Recurso Conhecido e Não Provido: O Que Significa?

Recurso Conhecido e Não Provido: O Que Significa?
Chancelado por Stéfano Barcellos (imagem ilustrativa)

Antes de Tudo

No âmbito do direito processual brasileiro, expressões técnicas como "recurso conhecido e não provido" são comuns em decisões judiciais, especialmente em instâncias superiores como Tribunais de Justiça (TJs), Tribunais Regionais do Trabalho (TRTs) e Tribunais Superiores do Trabalho (TST), Superior Tribunal de Justiça (STJ) ou Supremo Tribunal Federal (STF). Essa frase, frequentemente encontrada em acórdãos de apelações ou recursos de revista, reflete uma análise judicial estruturada que ocorre em duas etapas fundamentais: a admissibilidade do recurso e o exame de seu mérito.
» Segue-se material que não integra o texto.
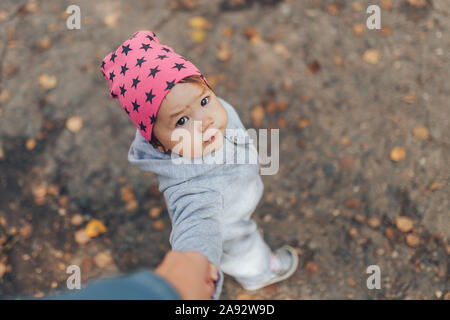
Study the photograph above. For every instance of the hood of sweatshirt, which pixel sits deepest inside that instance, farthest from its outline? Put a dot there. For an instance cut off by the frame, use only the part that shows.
(144, 156)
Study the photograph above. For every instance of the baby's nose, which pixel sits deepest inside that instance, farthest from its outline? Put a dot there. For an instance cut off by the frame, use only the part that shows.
(207, 122)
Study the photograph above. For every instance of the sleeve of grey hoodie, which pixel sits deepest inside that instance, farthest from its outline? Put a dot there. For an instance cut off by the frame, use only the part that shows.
(195, 226)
Para o leigo ou até mesmo para profissionais que não lidam diariamente com processos recursais, entender o significado de "recurso conhecido e não provido" é essencial para compreender o fluxo de um litígio judicial e as implicações para as partes envolvidas.

O Código de Processo Civil de 2015 (CPC/2015), em seus artigos 932 e 933, estabelece as bases para essa dupla análise, garantindo que os recursos sejam avaliados de forma criteriosa, evitando sobrecarga nos tribunais e promovendo a celeridade processual. Em essência, "conhecido" significa que o recurso foi admitido para julgamento, atendendo aos requisitos formais, enquanto "não provido" indica que os argumentos apresentados não foram acolhidos, mantendo-se a decisão de primeira instância. Essa terminologia não é mero formalismo; ela impacta diretamente os direitos das partes, podendo determinar se uma sentença será reformada ou se o processo prosseguirá para execução.
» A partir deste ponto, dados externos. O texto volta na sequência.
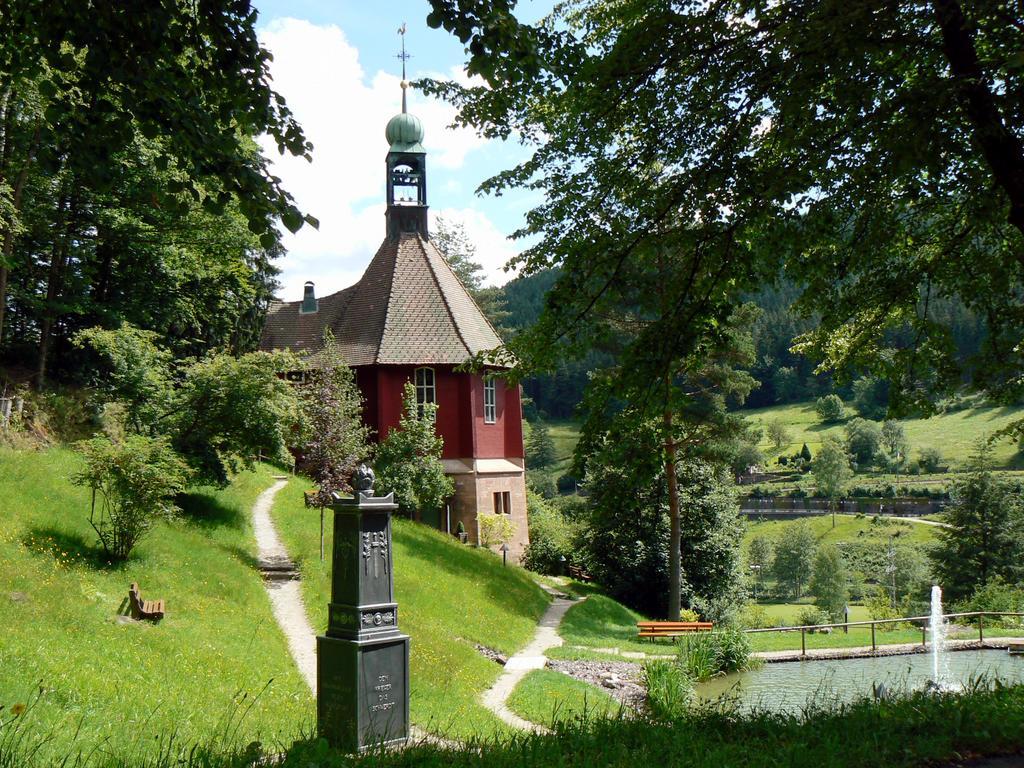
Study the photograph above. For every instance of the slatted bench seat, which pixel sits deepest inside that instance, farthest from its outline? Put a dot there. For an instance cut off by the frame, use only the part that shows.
(152, 609)
(672, 629)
Neste artigo, exploraremos em profundidade o conceito de "recurso conhecido e não provido", com base em doutrina, jurisprudência recente e estatísticas atualizadas. Abordaremos sua relevância no contexto do direito processual, exemplos práticos e as opções subsequentes para o recorrente. O objetivo é fornecer uma visão clara e acessível, otimizada para quem busca informações sobre direito processual brasileiro, termos jurídicos recursais e decisões judiciais desfavoráveis. Ao final, o leitor estará equipado para interpretar acórdãos e avaliar cenários processuais reais.

Como Funciona na Pratica

O desenvolvimento do tema "recurso conhecido e não provido" exige uma compreensão detalhada das fases processuais envolvidas no julgamento de recursos no Brasil. O sistema recursal brasileiro, regido principalmente pelo CPC/2015 para processos cíveis e pelo Código de Processo do Trabalho (CLT, com alterações pela Reforma Trabalhista de 2017) para ações laborais, adota uma abordagem bifásica: admissibilidade e mérito. Essa estrutura visa filtrar recursos infundados, promovendo eficiência no Poder Judiciário.

Primeiramente, a fase de conhecimento do recurso refere-se à verificação dos pressupostos de admissibilidade. De acordo com o artigo 1.003 do CPC/2015, o recurso deve ser interposto no prazo legal – geralmente 15 dias úteis para apelações – de forma tempestiva. Além disso, é analisada a legitimidade da parte recorrente, ou seja, se ela tem interesse jurídico na reforma da decisão (interesse recursal). Outros requisitos incluem o preparo recursal, que envolve o pagamento de custas processuais ou a comprovação de hipossuficiência para justiça gratuita, e a adequação formal do recurso, como a escolha correta do tipo (apelação em vez de agravo, por exemplo).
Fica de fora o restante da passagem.